La première s’opère par l’introduction d’une nouvelle figure d’homme
rare : celle du politique. Alors que le « philosophe- roi » paraît
réduit à un isolement dans le « monde des idées », le politique
est un « pasteur » qui n’est pas celui que décrit Thrasymarque
dans la République et qui chercherait à « engraisser les moutons pour
son propre bien » (Rep. 345c). C’est un pasteur qui fait son métier
comme il se doit et qui « s’occupe
du troupeau, le soigne ». (Pol. 275e).
Contrairement
au philosophe, même s’il est « royal » comme lui, le politique
n’est pas nécessairement celui qui « chérit la vérité ». (Rep.

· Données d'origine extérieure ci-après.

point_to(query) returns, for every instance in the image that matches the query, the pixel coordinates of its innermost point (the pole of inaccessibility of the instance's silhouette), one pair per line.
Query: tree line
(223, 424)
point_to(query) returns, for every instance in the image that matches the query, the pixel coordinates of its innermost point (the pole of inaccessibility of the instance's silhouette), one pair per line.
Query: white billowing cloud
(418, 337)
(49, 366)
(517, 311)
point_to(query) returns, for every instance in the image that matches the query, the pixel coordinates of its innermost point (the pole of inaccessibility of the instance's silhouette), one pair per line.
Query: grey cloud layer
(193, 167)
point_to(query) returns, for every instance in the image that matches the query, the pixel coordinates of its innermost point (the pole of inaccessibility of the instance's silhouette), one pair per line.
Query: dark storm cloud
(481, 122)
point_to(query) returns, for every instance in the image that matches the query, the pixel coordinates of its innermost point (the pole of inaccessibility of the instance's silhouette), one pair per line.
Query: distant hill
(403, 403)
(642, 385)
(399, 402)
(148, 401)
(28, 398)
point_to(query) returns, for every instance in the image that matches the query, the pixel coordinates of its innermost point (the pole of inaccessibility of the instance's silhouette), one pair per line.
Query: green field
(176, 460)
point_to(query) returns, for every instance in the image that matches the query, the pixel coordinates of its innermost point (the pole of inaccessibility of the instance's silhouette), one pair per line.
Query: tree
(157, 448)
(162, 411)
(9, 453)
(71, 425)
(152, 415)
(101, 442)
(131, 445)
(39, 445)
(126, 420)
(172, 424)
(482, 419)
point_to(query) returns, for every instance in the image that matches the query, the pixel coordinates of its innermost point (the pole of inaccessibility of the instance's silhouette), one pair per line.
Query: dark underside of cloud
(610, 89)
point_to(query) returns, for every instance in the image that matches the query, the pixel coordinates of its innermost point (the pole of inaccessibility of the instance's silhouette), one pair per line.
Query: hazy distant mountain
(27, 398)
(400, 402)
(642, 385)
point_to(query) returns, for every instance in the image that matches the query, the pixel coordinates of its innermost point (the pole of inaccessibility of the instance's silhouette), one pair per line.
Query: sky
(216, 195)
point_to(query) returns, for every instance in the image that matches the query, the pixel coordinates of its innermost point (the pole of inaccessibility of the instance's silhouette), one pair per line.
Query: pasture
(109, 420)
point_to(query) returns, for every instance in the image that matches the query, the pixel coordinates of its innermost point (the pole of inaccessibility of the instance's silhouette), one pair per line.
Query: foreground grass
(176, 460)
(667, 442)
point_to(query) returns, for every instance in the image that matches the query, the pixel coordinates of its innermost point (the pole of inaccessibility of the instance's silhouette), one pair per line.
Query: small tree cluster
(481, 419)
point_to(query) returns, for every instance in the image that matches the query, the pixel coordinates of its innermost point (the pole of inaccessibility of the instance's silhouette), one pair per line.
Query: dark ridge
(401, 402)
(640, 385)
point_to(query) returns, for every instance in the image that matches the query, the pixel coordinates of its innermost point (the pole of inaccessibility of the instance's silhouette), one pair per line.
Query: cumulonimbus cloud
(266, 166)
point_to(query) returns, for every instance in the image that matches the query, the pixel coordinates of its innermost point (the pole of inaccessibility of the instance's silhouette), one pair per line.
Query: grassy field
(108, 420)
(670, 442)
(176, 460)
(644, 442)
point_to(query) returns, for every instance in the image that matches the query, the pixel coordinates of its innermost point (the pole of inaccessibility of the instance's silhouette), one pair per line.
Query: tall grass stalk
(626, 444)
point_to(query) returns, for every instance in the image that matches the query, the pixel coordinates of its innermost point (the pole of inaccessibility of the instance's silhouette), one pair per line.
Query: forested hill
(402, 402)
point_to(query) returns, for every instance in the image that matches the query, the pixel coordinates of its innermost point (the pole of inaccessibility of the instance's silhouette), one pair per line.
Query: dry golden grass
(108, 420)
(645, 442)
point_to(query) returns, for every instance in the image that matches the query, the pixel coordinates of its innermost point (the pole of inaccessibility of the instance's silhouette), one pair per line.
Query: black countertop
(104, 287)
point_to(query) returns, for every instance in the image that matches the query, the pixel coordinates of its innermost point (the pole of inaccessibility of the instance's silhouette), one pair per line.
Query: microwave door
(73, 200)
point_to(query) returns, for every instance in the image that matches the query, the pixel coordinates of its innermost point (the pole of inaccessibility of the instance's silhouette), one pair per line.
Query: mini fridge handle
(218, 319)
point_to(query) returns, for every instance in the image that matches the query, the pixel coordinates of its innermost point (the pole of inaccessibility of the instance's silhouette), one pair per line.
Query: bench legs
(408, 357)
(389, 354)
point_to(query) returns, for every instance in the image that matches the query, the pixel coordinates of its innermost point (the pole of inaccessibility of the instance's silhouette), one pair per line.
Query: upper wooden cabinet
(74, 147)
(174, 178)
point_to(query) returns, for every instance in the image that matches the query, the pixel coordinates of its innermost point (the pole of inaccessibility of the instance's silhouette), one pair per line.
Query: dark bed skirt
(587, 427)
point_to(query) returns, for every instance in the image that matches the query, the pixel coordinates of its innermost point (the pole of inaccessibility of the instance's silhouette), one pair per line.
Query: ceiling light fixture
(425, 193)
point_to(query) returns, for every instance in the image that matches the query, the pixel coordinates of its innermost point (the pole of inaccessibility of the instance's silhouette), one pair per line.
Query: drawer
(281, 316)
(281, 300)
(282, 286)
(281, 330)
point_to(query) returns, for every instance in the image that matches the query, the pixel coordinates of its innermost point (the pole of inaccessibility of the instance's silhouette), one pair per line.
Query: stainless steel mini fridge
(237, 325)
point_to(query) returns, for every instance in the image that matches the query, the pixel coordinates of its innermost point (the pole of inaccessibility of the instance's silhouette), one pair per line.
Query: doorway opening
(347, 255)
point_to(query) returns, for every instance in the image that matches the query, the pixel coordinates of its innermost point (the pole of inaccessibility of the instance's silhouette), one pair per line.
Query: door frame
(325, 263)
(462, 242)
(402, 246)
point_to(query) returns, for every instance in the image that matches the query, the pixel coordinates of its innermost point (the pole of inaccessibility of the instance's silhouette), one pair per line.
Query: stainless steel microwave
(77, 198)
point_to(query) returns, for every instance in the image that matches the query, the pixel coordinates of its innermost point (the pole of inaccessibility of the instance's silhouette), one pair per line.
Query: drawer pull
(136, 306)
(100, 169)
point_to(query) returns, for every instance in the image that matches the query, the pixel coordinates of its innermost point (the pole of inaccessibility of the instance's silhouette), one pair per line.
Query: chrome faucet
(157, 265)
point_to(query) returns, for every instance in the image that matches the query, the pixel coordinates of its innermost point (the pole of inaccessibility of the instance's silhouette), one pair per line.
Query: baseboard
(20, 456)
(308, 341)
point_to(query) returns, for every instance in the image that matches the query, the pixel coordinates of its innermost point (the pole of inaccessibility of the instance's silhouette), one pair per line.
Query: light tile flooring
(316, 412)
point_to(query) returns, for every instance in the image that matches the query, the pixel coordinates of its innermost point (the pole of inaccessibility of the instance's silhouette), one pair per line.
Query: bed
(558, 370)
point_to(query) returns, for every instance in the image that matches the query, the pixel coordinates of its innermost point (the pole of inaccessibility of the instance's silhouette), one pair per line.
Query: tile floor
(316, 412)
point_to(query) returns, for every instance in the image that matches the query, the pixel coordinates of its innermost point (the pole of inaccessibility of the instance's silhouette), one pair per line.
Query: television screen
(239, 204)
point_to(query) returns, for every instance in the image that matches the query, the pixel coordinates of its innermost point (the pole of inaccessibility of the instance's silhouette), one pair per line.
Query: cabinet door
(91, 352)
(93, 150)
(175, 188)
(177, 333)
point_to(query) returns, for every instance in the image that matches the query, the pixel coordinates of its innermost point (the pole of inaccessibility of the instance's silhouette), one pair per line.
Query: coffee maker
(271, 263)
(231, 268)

485d). Il est certes « savant et bon » (Pol.296e). Il
recherche toujours « la justice parfaite entre les citoyens ».(Pol
297b). Il est rare, presque un «Dieu…parmi les hommes qui gouvernent… »(Pol
303e). Cependant la science qu’il possède entre toutes est la
science du politique,celle qui est « entrecroisement royal »(306e)
et qui « ne laisse jamais
une séparation s’établir entre les caractères modérés et les caractères
fougueux mais les tient ensemble… » (Pol.3IIa).
En
d’autres termes, le politique est celui qui peut à la fois joindre le commun
et l’excellence sans les dissoudre. Cependant, le bon gouvernant n’apparaît
également que rarement. Or ce que recherche Platon c’est un moyen plus
durable. Surgit alors une seconde esquisse - celle de la loi - car
: « le législateur …ne sera jamais en mesure en édictant des
prescriptions pour tous les membres du groupe d’appliquer à chaque individu
la règle précise qui lui convient… ».
L ‘esquisse devient solution dans les Lois avec la figure du législateur.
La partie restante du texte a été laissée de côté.